If The Runaways can be a feminist "Girl Power" movie, Kristen is Susan B. Anthony. It's true Chicky Rock exemplified through girls who don't need men. Twilight can be argued both ways - while Bella keeps swooning over Lautner's abs or Edward's brooding stare, she's able to control both by manipulating their own obsessions over her. In Adventureland while Ryan Reynolds seeks to dominate her, her natural attitude gels better with a wiener Jesse Eisenberg who'd rather take her in partnership. While in these two films the "empowerment" is still defined by her relationship to men (positive or negative), The Runaways presents a much more fiery, truly independent girl that Kristen seems to really be able to run with.
As for her face and hair, still truly Rat-like. This isn't a girl worried about looking fake and pretty. She's a real girl for the iGeneration. Awesome.
You can't really do a study of Kristen Stewart and not even mention either Into the Wild or Speak, both of which are way more important than her child actor stuff in Panic Room.
ReplyDeleteAnd also Into the Land of Women...
ReplyDeleteYou can't do a study of an actor and not even mention half of the films they've been in.

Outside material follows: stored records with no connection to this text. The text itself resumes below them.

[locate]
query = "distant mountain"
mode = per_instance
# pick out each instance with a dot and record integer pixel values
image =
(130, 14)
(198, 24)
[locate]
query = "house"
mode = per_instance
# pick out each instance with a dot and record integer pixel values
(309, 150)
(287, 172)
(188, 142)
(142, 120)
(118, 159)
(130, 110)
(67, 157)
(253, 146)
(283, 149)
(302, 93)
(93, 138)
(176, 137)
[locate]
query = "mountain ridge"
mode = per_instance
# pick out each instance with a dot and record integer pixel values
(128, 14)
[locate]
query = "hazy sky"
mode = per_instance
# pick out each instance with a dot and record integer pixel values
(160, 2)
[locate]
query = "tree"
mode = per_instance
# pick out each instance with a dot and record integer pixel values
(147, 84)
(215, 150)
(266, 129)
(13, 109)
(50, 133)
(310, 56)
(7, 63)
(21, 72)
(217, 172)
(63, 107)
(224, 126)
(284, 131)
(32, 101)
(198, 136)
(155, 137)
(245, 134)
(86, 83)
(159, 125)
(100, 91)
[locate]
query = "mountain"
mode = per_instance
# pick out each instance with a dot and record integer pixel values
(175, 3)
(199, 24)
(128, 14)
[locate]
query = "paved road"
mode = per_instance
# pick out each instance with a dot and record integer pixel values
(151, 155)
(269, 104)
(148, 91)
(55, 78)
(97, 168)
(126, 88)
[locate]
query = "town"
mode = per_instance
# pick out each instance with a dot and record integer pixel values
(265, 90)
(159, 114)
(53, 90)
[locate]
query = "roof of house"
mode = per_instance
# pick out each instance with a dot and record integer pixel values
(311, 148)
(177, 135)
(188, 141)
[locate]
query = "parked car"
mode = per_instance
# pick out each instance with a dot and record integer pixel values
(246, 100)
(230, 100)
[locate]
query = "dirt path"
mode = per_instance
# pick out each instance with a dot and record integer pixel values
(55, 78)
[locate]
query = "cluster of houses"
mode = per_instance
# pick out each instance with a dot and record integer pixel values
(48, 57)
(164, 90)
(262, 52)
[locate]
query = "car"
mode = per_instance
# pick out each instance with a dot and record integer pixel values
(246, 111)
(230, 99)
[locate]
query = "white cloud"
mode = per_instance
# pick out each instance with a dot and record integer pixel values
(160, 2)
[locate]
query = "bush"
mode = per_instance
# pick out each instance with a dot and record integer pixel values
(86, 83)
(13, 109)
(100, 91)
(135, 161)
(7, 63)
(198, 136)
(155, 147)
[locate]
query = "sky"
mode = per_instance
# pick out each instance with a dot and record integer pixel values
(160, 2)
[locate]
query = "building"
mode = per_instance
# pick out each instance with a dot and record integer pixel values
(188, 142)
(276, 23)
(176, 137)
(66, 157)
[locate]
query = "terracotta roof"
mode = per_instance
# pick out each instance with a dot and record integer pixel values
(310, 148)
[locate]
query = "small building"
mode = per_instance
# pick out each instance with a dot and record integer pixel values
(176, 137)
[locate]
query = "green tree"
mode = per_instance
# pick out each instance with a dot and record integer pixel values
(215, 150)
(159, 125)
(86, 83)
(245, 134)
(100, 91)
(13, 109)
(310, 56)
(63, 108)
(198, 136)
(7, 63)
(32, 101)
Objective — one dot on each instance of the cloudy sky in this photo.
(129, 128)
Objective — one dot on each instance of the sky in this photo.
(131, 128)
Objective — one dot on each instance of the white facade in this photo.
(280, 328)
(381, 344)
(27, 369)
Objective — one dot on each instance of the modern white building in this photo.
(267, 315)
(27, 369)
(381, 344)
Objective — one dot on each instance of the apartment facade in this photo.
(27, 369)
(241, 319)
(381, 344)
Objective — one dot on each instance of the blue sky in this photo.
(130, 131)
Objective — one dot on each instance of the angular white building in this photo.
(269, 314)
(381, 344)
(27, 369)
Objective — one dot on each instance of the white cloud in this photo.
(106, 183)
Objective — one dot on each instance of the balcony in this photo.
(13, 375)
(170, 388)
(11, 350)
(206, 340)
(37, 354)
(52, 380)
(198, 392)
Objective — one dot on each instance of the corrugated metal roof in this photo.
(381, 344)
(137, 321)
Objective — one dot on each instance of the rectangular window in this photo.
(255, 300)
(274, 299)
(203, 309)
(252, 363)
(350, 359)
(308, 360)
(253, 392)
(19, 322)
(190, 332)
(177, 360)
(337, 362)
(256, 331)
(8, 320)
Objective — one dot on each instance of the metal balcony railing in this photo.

Like I explicitly stated, I'm more interested in her most major films and their wide interest on American Pop Culture. Into the Wild (2007), sure that was a bad omission but going into this I said I was only bothering to look at films that have seeped well into the Public Consciousness. I don't really find a lot of need coming from a Pop Culture standpoint examining films that no one has seen.